The Experience of Illness Control and Hospital Readmission in Adults With Chronic Heart Failure

Monday, 30 October 2017: 9:30 AM

Stephanie L. Turrise, PhD, RN, BC, APRN, CNE
School of Nursing, University of North Carolina Wilmington, Wilmington, NC, USA

Background: Heart failure (HF) is a progressive, chronic condition that has become a significant public health problem affecting 5.1 million Americans (Go et al., 2014). Despite advances in the treatment of chronic HF, there has been little improvement in hospital readmission among these patients (Ross et al., 2010). Controlling HF requires that patients adhere to a complex treatment plan of dietary changes, medications, and symptom monitoring. Counterintuitive findings have been reported about an individual’s belief about their illness control (Ross et al., 2004; Turrise, 2014). However, exactly how individuals define illness control and in what ways hospital readmission affects their perceptions of illness control are not known.

Purpose: The purpose was to explore the experiences of chronic HF patients with illness control and understand the impact of hospital readmission on their perceptions of illness control.

Methods: A qualitative approach, applied thematic analysis (Guest, MacQueen & Namey, 2012) was used. Purposive sampling was used to identify participants via chart review while they were hospitalized for a HF readmission. Semi-structured interviews were conducted. Ongoing, concurrent and comparative data analysis is being utilized. ATLASti© data management software supplements data coding and analysis.

Results: Ten interviews were conducted with eight male and two female participants. They ranged in age from 53-to over 90 years old and have had HF from two months to ten years. Half of the participants lived alone, but had support systems in place. Two themes emerged, strategies for controlling HF and barriers to controlling HF.
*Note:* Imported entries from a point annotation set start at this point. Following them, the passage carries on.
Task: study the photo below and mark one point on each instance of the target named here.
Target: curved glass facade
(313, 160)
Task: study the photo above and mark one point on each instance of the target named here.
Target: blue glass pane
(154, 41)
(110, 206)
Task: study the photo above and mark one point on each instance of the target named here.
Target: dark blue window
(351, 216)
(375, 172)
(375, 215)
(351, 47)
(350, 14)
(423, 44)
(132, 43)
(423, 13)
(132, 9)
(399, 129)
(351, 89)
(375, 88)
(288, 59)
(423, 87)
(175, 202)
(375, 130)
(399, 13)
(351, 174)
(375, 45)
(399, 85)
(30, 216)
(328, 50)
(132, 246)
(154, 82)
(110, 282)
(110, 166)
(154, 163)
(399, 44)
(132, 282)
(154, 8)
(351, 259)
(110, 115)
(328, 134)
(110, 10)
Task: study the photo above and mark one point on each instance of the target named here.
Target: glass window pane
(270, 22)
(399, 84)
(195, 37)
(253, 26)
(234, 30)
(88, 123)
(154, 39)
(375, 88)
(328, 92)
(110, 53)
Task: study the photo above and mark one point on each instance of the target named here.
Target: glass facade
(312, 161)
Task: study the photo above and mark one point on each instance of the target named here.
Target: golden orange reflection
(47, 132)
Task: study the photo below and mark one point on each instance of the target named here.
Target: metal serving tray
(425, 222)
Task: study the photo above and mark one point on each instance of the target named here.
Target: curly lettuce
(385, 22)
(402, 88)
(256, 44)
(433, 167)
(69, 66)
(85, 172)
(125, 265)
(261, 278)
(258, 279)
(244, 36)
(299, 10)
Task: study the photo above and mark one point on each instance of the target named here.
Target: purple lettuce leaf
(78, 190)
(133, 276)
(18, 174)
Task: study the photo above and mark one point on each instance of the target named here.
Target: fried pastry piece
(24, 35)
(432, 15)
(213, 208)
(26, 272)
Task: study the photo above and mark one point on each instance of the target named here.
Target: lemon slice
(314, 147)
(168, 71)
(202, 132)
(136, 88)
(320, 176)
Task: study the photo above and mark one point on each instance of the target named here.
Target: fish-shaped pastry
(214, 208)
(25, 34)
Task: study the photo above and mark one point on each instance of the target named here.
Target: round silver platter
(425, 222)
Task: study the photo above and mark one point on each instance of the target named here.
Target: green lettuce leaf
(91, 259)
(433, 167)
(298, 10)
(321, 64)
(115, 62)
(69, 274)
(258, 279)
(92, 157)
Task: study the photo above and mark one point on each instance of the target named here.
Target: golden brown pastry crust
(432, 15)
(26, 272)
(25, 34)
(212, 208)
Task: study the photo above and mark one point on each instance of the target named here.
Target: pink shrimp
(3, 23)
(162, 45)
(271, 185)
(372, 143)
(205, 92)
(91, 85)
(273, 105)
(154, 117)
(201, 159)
Conclusion: All participants noted the importance of medication, diet and symptom monitoring to the control of their illness; however not all realized that this would be a lifetime commitment and that there is not a “fix” for their HF. Additionally, what they were told and how they interpreted the information varied greatly. While individuals realized the importance of medications and diet to controlling their illness, there were barriers to doing so. Finally, there appeared to be an underlying element of experience or time living with HF that relates to their knowledge and control of it that needs to be further explored and analyzed.